Horse racing chalks up some wins
Horse racing chalks up some winsPublished October 30, 2017
Horse racing has had a run of good luck, including record thoroughbred sales numbers, and an increase in wagering dollars, just in time for its annual championship event.
Additionally, serious horse players may avoid paying taxes on most high-paying exotic wagers made at this year’s Breeders’ Cup, to be run Friday and Saturday at Del Mar Thoroughbred Club in the San Diego area.
Wagering on horse races in the U.S. totaled $8.51 billion through the third quarter of this year, up 1.3 percent over last year, according to Equibase, the industry database owned by The Jockey Club. Wagering, or handle, is on track to be up for the third year in a row, according to Equibase numbers.
Total wagering last year was $10.74 billion and has been between $10.5 billion and $11 billion since 2011 in the United States. The 2016 number is down nearly 30 percent from its peak of $15.18 billion in 2003.
“Things have flattened out in the last couple of years,” said Steven Crist, former editor and CEO of The Daily Racing Form. “And for an industry that was in free fall five to 10 years ago, that’s very good news.”
That enthusiasm in recent weeks has appeared to spread to horse ownership. Kentucky’s Keeneland sold 2,555 yearling thoroughbreds for $307.9 million at its annual September Yearling Sale. It was the first time the sale had topped $300 million since 2008.
The average price as well as the median price of horses sold both set records. The average price was $120,487, breaking the record of $112,427 set in 2006, and the median price was $57,000, beating the mark of $50,000.
“In a way, this foretells the future,” said Bob Elliston, Keeneland vice president of racing and sales. “People are making an investment on horses that haven’t run yet. They are doubling down.”
The horses sold at the Yearling Sale over 12 days in September won’t run until 2018 at the earliest, but Crist expects more good news soon, courtesy of a new rule passed by the Internal Revenue Service and the Treasury Department. The rule, which recently took effect, allows horseplayers to keep more of their winnings on wagers that pay $600 or more at odds of more than 300-to-1.
Studies have shown that horse players will rebet, or “churn,” money they have won, and Crist, who has been lobbying for the change since the 1980s, has speculated that the new rule could add as much as $1 billion to the overall U.S. handle on an annual basis, as horseplayers keep, and then bet, more of their money.

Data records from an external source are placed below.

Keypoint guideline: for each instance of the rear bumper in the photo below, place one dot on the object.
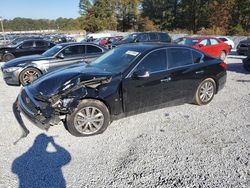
(33, 112)
(222, 79)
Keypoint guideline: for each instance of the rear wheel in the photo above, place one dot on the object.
(8, 57)
(91, 117)
(28, 75)
(223, 55)
(205, 92)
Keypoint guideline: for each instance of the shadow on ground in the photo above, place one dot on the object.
(237, 67)
(39, 167)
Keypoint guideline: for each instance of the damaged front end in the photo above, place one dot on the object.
(45, 111)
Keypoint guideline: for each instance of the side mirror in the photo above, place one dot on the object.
(60, 56)
(200, 45)
(141, 74)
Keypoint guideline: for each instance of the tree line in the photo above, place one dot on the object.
(195, 16)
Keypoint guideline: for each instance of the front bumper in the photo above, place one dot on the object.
(32, 110)
(222, 80)
(11, 78)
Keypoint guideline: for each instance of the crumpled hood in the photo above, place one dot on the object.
(54, 82)
(15, 62)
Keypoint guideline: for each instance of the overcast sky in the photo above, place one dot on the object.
(35, 9)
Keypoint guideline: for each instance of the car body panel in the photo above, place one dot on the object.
(46, 64)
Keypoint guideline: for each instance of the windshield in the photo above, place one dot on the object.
(116, 60)
(130, 37)
(52, 51)
(187, 41)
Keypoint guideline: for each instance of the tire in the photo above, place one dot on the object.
(83, 113)
(207, 88)
(28, 75)
(8, 57)
(223, 55)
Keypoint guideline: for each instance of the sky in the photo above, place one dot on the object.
(39, 9)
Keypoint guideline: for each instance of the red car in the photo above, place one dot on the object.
(210, 45)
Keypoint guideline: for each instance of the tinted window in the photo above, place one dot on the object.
(142, 37)
(116, 60)
(73, 50)
(27, 44)
(197, 56)
(153, 36)
(205, 42)
(178, 57)
(41, 44)
(93, 49)
(164, 37)
(155, 61)
(214, 41)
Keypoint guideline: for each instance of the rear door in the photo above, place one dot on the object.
(185, 71)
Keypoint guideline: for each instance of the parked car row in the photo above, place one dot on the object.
(87, 97)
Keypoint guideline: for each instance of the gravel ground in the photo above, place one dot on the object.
(182, 146)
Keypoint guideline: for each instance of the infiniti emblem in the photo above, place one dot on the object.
(27, 100)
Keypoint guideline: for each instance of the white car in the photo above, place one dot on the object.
(228, 41)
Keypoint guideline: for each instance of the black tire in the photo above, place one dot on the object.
(84, 129)
(8, 57)
(28, 75)
(223, 55)
(198, 98)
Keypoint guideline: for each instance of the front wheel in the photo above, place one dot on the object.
(205, 92)
(91, 117)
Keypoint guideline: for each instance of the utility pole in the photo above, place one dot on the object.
(1, 20)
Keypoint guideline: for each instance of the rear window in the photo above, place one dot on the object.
(178, 57)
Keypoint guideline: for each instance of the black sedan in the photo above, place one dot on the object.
(23, 48)
(120, 83)
(26, 69)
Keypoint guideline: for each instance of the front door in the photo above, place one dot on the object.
(143, 86)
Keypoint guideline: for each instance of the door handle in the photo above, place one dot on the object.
(199, 72)
(166, 79)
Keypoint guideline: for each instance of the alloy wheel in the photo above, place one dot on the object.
(89, 120)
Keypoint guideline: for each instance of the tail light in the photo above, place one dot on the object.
(223, 65)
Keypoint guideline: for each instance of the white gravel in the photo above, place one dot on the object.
(182, 146)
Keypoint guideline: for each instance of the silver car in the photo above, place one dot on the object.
(25, 69)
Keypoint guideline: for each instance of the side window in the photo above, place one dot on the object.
(27, 44)
(41, 44)
(178, 57)
(153, 36)
(155, 61)
(214, 41)
(205, 42)
(142, 37)
(90, 49)
(73, 50)
(197, 57)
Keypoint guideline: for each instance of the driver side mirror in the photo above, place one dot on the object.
(60, 56)
(141, 74)
(200, 45)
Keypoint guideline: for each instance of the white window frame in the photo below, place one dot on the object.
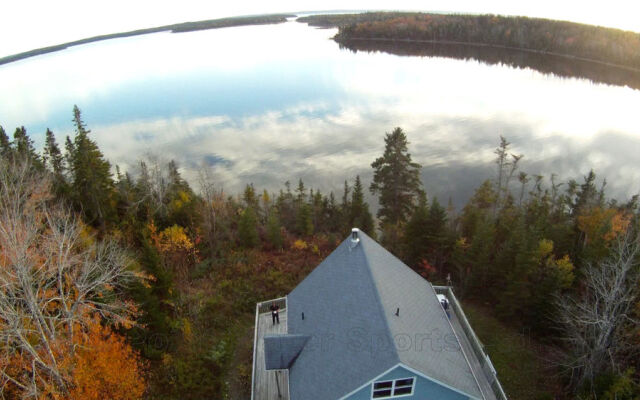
(393, 388)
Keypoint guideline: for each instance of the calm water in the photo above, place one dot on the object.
(266, 104)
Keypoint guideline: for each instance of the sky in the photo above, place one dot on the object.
(30, 24)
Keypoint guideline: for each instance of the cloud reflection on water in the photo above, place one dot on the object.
(275, 103)
(323, 150)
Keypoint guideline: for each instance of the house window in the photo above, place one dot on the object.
(392, 389)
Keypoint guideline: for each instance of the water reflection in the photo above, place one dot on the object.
(275, 103)
(457, 154)
(557, 65)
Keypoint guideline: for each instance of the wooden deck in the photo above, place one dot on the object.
(268, 385)
(483, 381)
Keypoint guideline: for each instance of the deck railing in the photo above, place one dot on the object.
(262, 307)
(476, 344)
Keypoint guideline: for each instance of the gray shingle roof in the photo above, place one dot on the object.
(349, 303)
(280, 351)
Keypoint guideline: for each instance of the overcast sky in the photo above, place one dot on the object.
(29, 24)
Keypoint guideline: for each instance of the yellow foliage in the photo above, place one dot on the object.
(104, 366)
(599, 224)
(172, 239)
(545, 247)
(179, 202)
(300, 245)
(565, 270)
(187, 331)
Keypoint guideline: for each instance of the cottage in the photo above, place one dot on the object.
(363, 325)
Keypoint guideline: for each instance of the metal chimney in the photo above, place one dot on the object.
(355, 232)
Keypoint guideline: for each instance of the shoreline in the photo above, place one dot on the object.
(496, 46)
(182, 27)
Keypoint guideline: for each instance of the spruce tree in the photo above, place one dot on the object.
(416, 234)
(52, 154)
(24, 148)
(396, 179)
(304, 223)
(248, 229)
(274, 235)
(92, 183)
(360, 216)
(54, 160)
(5, 144)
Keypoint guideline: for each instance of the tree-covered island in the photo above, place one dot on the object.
(136, 284)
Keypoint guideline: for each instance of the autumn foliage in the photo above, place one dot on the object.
(58, 285)
(104, 366)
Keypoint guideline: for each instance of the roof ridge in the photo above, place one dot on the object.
(376, 293)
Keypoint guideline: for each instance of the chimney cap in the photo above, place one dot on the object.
(354, 235)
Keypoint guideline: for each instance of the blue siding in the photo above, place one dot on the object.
(424, 389)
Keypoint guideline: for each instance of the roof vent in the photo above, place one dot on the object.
(354, 236)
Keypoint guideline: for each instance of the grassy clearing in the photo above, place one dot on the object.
(519, 360)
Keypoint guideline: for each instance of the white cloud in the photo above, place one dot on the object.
(36, 23)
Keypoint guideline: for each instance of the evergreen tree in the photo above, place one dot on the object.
(54, 160)
(5, 144)
(274, 234)
(360, 216)
(396, 179)
(417, 234)
(52, 154)
(92, 183)
(24, 148)
(304, 223)
(248, 229)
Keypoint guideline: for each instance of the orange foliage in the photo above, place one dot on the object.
(105, 366)
(177, 249)
(607, 224)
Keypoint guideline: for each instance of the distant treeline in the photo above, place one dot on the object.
(606, 45)
(174, 28)
(563, 67)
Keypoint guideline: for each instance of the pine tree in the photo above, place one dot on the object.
(416, 234)
(52, 154)
(396, 179)
(248, 229)
(24, 148)
(274, 234)
(92, 183)
(304, 220)
(54, 160)
(360, 216)
(5, 144)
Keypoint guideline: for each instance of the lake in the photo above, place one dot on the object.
(267, 104)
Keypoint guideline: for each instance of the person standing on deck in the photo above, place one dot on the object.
(274, 313)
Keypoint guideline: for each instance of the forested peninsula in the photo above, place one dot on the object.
(174, 28)
(143, 285)
(594, 43)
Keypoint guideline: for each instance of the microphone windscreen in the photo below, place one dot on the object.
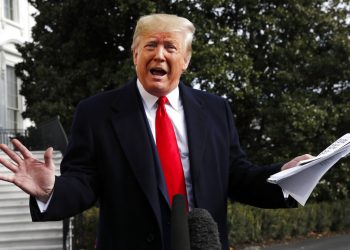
(180, 237)
(203, 229)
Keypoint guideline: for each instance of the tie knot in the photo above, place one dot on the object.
(162, 100)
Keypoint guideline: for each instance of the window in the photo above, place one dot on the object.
(11, 9)
(12, 98)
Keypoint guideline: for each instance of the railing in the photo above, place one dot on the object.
(7, 134)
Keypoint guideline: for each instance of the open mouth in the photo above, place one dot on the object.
(158, 72)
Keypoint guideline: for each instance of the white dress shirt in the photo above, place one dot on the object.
(176, 114)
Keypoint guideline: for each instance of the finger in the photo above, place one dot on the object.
(48, 157)
(24, 151)
(15, 157)
(8, 178)
(9, 165)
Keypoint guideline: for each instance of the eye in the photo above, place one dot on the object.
(150, 45)
(170, 47)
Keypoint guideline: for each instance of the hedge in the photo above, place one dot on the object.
(253, 225)
(249, 225)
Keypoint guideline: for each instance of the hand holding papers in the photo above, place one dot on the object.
(300, 181)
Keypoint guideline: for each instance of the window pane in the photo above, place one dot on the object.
(10, 9)
(12, 119)
(12, 90)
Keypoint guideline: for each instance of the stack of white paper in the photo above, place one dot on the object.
(302, 179)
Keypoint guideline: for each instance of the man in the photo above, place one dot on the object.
(115, 153)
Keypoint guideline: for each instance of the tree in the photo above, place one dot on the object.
(283, 66)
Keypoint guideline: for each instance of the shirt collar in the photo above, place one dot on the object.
(151, 100)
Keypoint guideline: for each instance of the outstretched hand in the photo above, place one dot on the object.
(34, 177)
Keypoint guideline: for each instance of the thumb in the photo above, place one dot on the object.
(48, 157)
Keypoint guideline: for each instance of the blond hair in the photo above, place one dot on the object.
(164, 23)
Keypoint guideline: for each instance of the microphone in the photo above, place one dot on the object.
(180, 237)
(204, 234)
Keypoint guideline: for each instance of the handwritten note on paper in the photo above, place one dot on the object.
(300, 181)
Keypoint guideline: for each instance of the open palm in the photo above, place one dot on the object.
(34, 177)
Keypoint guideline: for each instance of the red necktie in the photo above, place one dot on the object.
(169, 152)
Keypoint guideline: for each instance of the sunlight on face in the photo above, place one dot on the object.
(160, 59)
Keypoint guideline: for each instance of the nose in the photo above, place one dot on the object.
(159, 56)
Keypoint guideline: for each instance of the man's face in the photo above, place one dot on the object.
(160, 58)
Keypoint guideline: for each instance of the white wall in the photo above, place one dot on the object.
(12, 32)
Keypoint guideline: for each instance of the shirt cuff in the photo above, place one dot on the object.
(43, 206)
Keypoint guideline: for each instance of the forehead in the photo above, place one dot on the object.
(175, 37)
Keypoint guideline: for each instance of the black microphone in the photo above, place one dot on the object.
(180, 237)
(204, 233)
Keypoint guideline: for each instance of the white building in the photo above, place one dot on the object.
(16, 22)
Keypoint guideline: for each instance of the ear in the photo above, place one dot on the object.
(187, 59)
(134, 55)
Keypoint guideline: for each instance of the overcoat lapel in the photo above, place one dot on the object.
(197, 135)
(132, 131)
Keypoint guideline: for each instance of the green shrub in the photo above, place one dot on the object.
(253, 225)
(249, 224)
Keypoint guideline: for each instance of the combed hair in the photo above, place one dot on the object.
(164, 23)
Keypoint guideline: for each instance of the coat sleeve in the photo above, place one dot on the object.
(76, 189)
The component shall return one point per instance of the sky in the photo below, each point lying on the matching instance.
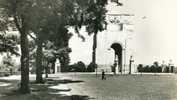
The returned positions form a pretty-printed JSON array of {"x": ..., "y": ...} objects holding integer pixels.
[{"x": 154, "y": 33}]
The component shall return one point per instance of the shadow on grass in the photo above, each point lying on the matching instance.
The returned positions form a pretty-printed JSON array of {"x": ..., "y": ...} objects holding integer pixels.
[{"x": 41, "y": 91}]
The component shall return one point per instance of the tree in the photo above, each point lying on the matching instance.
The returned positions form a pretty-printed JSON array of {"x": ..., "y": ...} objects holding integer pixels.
[
  {"x": 20, "y": 12},
  {"x": 96, "y": 22}
]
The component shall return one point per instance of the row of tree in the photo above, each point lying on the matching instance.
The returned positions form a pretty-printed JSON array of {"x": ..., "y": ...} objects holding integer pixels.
[
  {"x": 155, "y": 68},
  {"x": 47, "y": 22}
]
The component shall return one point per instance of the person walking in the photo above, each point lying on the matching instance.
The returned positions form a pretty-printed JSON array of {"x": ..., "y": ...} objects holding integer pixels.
[{"x": 103, "y": 75}]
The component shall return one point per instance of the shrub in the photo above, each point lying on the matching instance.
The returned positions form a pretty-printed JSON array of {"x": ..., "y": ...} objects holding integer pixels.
[
  {"x": 77, "y": 67},
  {"x": 91, "y": 67}
]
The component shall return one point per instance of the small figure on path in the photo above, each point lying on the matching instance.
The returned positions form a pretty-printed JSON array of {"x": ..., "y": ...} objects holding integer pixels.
[{"x": 103, "y": 75}]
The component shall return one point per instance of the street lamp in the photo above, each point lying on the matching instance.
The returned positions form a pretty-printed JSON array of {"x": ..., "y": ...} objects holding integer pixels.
[{"x": 125, "y": 52}]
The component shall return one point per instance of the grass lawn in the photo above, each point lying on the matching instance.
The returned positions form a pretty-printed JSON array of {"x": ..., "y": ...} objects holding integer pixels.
[
  {"x": 134, "y": 87},
  {"x": 89, "y": 87}
]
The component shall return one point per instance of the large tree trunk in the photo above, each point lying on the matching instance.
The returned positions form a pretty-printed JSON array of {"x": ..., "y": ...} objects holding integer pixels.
[
  {"x": 24, "y": 64},
  {"x": 53, "y": 67},
  {"x": 94, "y": 50},
  {"x": 39, "y": 67}
]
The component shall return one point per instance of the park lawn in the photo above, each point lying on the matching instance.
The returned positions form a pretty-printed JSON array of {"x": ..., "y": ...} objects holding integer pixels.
[
  {"x": 127, "y": 87},
  {"x": 90, "y": 87}
]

“I certainly can’t say with any confidence, ‘Oh, the handle is going to go up a billion dollars next year,’” Crist said. “But the math suggests if you rechurn the amount of money that was previously being withheld, that it could be an increase in that neighborhood,” he said.
In the few weeks since the rule change, the number of required tax forms being filed at tracks has dropped 97 percent to 99 percent, according to horse racing industry sources, and horseplayers are keeping about 90 percent of the money they would otherwise have to give to the IRS.
The NTRA has been working for 10 years and spent about $2 million to get the rule changed, using the Washington, D.C.-based lobbying firm The Alpine Group, said Alex Waldrop, NTRA CEO.
And the change is noticeable, Waldrop said. He gave an example: Someone who makes a $140 Pick Six bet, picking the winners of six consecutive races, would pay taxes only if the ticket paid $42,000. Previously, that same bettor would have had to report the ticket if it paid $600 or more.
“Horseplayers love it,” Waldrop said.